Deploying ADOT Collector with default configuration

The ADOT collector can be deployed using a task definition as shown below, using the sidecar pattern. The container image used for the collector is bundled with two collector pipeline configurations which can be specified in the command section of the container defintion. Seting this value --config=/etc/ecs/ecs-default-config.yaml will result in the use of a pipeline configuration that will collect application metrics and traces from other containers running within the same task as the collector and send them to Amazon CloudWatch and AWS X-Ray. Specifically, the collector uses an OpenTelemetry Protocol (OTLP) Receiver to receive metrics sent by applications that have been instrumented with OpenTelemetry SDKs as well as a StatsD Receiver to collect StatsD metrics. Additionally, it uses an AWS X-ray Receiver to collect traces from applications that have been instrumented with AWS X-Ray SDK.

Info

Refer to the documentation for details about setting up the IAM task role and task execution role that the ADOT collector will use when deployed on an Amazon ECS cluster.

{
    "family":"AdotTask",
    "taskRoleArn":"arn:aws:iam::123456789012:role/ECS-ADOT-Task-Role",
    "executionRoleArn":"arn:aws:iam::123456789012:role/ECS-Task-Execution-Role",
    "networkMode":"awsvpc",
    "containerDefinitions":[
       {
          "name":"application-container",
          "image":"..."
       },      
       {
          "name":"aws-otel-collector",
          "image":"public.ecr.aws/aws-observability/aws-otel-collector:latest",
          "cpu":512,
          "memory":1024,
          "command": [
            "--config=/etc/ecs/ecs-default-config.yaml"
          ],          
          "portMappings":[
             {
                "containerPort":2000,
                "protocol":"udp"
             }
          ],             
          "essential":true
       }
    ],
    "requiresCompatibilities":[
       "EC2"
    ],
    "cpu":"1024",
    "memory":"2048"
 }

Deploying ADOT Collector for Prometheus metrics collection

To deploy ADOT with the central collector pattern, with a pipeline that is different from the default configuration, the task definition shown below can be used. Here, the configuration of the collector pipeline is loaded from a parameter named otel-collector-config in AWS SSM Parameter Store. The collector is launched using REPLICA service scheduler strategy.

{
    "family":"AdotTask",
    "taskRoleArn":"arn:aws:iam::123456789012:role/ECS-ADOT-Task-Role",
    "executionRoleArn":"arn:aws:iam::123456789012:role/ECS-Task-Execution-Role",
    "networkMode":"awsvpc",
    "containerDefinitions":[
       {
          "name":"aws-otel-collector",
          "image":"public.ecr.aws/aws-observability/aws-otel-collector:latest",
          "cpu":512,
          "memory":1024,
          "secrets":[
             {
                "name":"AOT_CONFIG_CONTENT",
                "valueFrom":"arn:aws:ssm:us-east-1:123456789012:parameter/otel-collector-config"
             }
          ],          
          "portMappings":[
             {
                "containerPort":2000,
                "protocol":"udp"
             }
          ],             
          "essential":true
       }
    ],
    "requiresCompatibilities":[
       "EC2"
    ],
    "cpu":"1024",
    "memory":"2048"
 }

Important

The SSM Parameter Store parameter name must be exposed to the collector using an environment variable named AOT_CONFIG_CONTENT.

Important

When using the ADOT collector for Prometheus metrics collection from applications and deploying it with REPLICA service scheduler startegy, make sure that you set the replica count to 1. Deploying more than 1 replica of the collector will result in an incorrect representation of metrics data in the target destination.
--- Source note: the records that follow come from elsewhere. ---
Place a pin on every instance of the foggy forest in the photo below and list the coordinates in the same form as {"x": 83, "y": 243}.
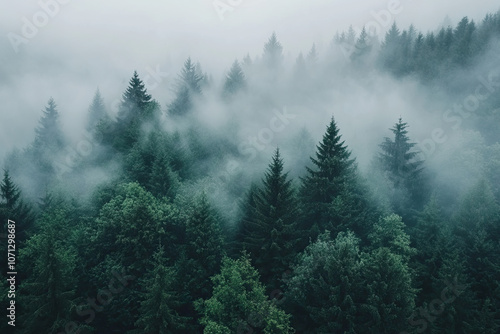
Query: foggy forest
{"x": 349, "y": 187}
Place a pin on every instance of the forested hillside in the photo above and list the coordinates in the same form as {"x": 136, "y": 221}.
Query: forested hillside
{"x": 217, "y": 208}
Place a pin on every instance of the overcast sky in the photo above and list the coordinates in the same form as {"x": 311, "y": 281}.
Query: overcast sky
{"x": 90, "y": 43}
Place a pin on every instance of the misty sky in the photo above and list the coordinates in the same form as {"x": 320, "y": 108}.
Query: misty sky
{"x": 89, "y": 44}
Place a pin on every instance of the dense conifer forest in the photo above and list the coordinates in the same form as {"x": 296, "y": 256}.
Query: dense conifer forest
{"x": 158, "y": 219}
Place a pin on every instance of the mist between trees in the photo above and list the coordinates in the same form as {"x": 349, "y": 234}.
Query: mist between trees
{"x": 209, "y": 191}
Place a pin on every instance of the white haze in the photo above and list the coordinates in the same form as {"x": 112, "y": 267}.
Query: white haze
{"x": 95, "y": 44}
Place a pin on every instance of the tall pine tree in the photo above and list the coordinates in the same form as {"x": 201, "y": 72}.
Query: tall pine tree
{"x": 332, "y": 194}
{"x": 272, "y": 231}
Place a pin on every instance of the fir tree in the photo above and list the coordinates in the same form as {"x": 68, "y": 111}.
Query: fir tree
{"x": 273, "y": 52}
{"x": 402, "y": 168}
{"x": 48, "y": 135}
{"x": 14, "y": 208}
{"x": 135, "y": 108}
{"x": 326, "y": 288}
{"x": 157, "y": 313}
{"x": 97, "y": 112}
{"x": 49, "y": 263}
{"x": 272, "y": 235}
{"x": 239, "y": 304}
{"x": 235, "y": 80}
{"x": 204, "y": 248}
{"x": 328, "y": 184}
{"x": 188, "y": 87}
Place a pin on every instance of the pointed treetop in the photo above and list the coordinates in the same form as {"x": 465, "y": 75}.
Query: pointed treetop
{"x": 273, "y": 51}
{"x": 235, "y": 79}
{"x": 136, "y": 94}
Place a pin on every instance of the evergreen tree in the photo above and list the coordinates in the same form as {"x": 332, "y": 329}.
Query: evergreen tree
{"x": 48, "y": 134}
{"x": 332, "y": 195}
{"x": 326, "y": 287}
{"x": 49, "y": 262}
{"x": 247, "y": 208}
{"x": 162, "y": 180}
{"x": 239, "y": 304}
{"x": 390, "y": 294}
{"x": 136, "y": 107}
{"x": 476, "y": 227}
{"x": 97, "y": 112}
{"x": 363, "y": 45}
{"x": 14, "y": 208}
{"x": 402, "y": 168}
{"x": 389, "y": 232}
{"x": 204, "y": 248}
{"x": 429, "y": 239}
{"x": 312, "y": 56}
{"x": 273, "y": 52}
{"x": 158, "y": 308}
{"x": 235, "y": 80}
{"x": 188, "y": 87}
{"x": 272, "y": 235}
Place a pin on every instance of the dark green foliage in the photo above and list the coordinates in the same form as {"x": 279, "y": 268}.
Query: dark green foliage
{"x": 49, "y": 262}
{"x": 188, "y": 88}
{"x": 332, "y": 195}
{"x": 235, "y": 80}
{"x": 14, "y": 208}
{"x": 97, "y": 112}
{"x": 326, "y": 287}
{"x": 130, "y": 224}
{"x": 204, "y": 248}
{"x": 239, "y": 303}
{"x": 402, "y": 169}
{"x": 48, "y": 134}
{"x": 273, "y": 52}
{"x": 390, "y": 295}
{"x": 271, "y": 229}
{"x": 399, "y": 268}
{"x": 136, "y": 108}
{"x": 159, "y": 303}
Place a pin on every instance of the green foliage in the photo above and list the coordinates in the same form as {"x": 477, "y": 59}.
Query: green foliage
{"x": 14, "y": 208}
{"x": 188, "y": 88}
{"x": 239, "y": 303}
{"x": 273, "y": 52}
{"x": 159, "y": 303}
{"x": 235, "y": 80}
{"x": 204, "y": 248}
{"x": 135, "y": 109}
{"x": 389, "y": 233}
{"x": 48, "y": 260}
{"x": 332, "y": 195}
{"x": 402, "y": 169}
{"x": 97, "y": 112}
{"x": 271, "y": 235}
{"x": 130, "y": 224}
{"x": 326, "y": 287}
{"x": 390, "y": 294}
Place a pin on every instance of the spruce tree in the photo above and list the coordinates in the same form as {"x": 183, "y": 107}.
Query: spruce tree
{"x": 157, "y": 313}
{"x": 49, "y": 261}
{"x": 136, "y": 107}
{"x": 14, "y": 208}
{"x": 273, "y": 52}
{"x": 204, "y": 247}
{"x": 403, "y": 170}
{"x": 48, "y": 134}
{"x": 239, "y": 304}
{"x": 97, "y": 112}
{"x": 272, "y": 231}
{"x": 188, "y": 88}
{"x": 235, "y": 80}
{"x": 328, "y": 190}
{"x": 326, "y": 288}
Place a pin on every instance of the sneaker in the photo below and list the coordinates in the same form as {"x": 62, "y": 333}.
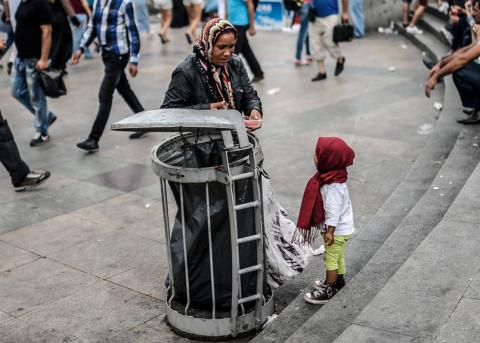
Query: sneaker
{"x": 90, "y": 145}
{"x": 319, "y": 297}
{"x": 34, "y": 178}
{"x": 257, "y": 78}
{"x": 339, "y": 66}
{"x": 319, "y": 77}
{"x": 39, "y": 139}
{"x": 51, "y": 118}
{"x": 413, "y": 30}
{"x": 137, "y": 135}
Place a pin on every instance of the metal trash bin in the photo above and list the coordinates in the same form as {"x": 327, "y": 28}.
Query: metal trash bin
{"x": 216, "y": 286}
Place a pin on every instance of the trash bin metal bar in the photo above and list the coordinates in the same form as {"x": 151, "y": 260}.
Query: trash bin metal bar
{"x": 209, "y": 225}
{"x": 243, "y": 176}
{"x": 255, "y": 203}
{"x": 166, "y": 223}
{"x": 250, "y": 298}
{"x": 249, "y": 239}
{"x": 185, "y": 255}
{"x": 250, "y": 269}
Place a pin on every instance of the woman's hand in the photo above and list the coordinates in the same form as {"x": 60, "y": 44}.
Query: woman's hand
{"x": 218, "y": 106}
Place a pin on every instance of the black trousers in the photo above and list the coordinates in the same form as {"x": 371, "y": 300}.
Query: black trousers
{"x": 9, "y": 155}
{"x": 114, "y": 78}
{"x": 243, "y": 47}
{"x": 467, "y": 81}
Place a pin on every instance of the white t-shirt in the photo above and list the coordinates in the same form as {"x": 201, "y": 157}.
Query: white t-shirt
{"x": 338, "y": 208}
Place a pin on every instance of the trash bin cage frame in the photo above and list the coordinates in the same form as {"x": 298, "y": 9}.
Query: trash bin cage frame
{"x": 196, "y": 126}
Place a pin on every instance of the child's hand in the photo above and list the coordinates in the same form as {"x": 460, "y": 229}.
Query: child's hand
{"x": 329, "y": 238}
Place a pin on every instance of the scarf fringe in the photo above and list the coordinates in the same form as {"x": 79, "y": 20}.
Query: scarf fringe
{"x": 305, "y": 236}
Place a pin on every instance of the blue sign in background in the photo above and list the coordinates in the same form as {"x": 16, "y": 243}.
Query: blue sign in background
{"x": 269, "y": 14}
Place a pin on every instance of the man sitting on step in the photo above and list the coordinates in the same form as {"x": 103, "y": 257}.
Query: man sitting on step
{"x": 464, "y": 64}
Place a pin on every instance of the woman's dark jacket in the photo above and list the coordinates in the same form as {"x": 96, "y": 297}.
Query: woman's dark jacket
{"x": 188, "y": 87}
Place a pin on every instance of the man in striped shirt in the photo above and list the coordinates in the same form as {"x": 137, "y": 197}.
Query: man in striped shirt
{"x": 113, "y": 24}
The configuration shown below enables the ADOT collector to collect Prometheus metrics from services in the cluster using a Prometheus Receiver. The receiver is meant to minimally be a drop-in replacement for Prometheus server. To collect metrics with this receiver, you need a mechanism for discovering the set of target services to be scraped. The receiver supports both static and dynamic discovery of scraping targets using one of the dozens of supported service-discovery mechanisms.

As Amazon ECS does not have any built-in service discovery mechanism, the collector relies on Prometheus' support for file-based discovery of targets. To setup the Prometheus receiver for file-based discovery of targets, the collector makes use of the Amazon ECS Observer extension. The extension uses ECS/EC2 API to discover Prometheus scrape targets from all running tasks and filter them based on service names, task definitions and container labels listed under the ecs_observer/task_definitions section in the configuration. All discovered targets are written into the file specified by the result_file field, which resides on the file system mounted to ADOT collector container. Subequently, the Prometheus receiver scrapes metrics from the targets listed in this file.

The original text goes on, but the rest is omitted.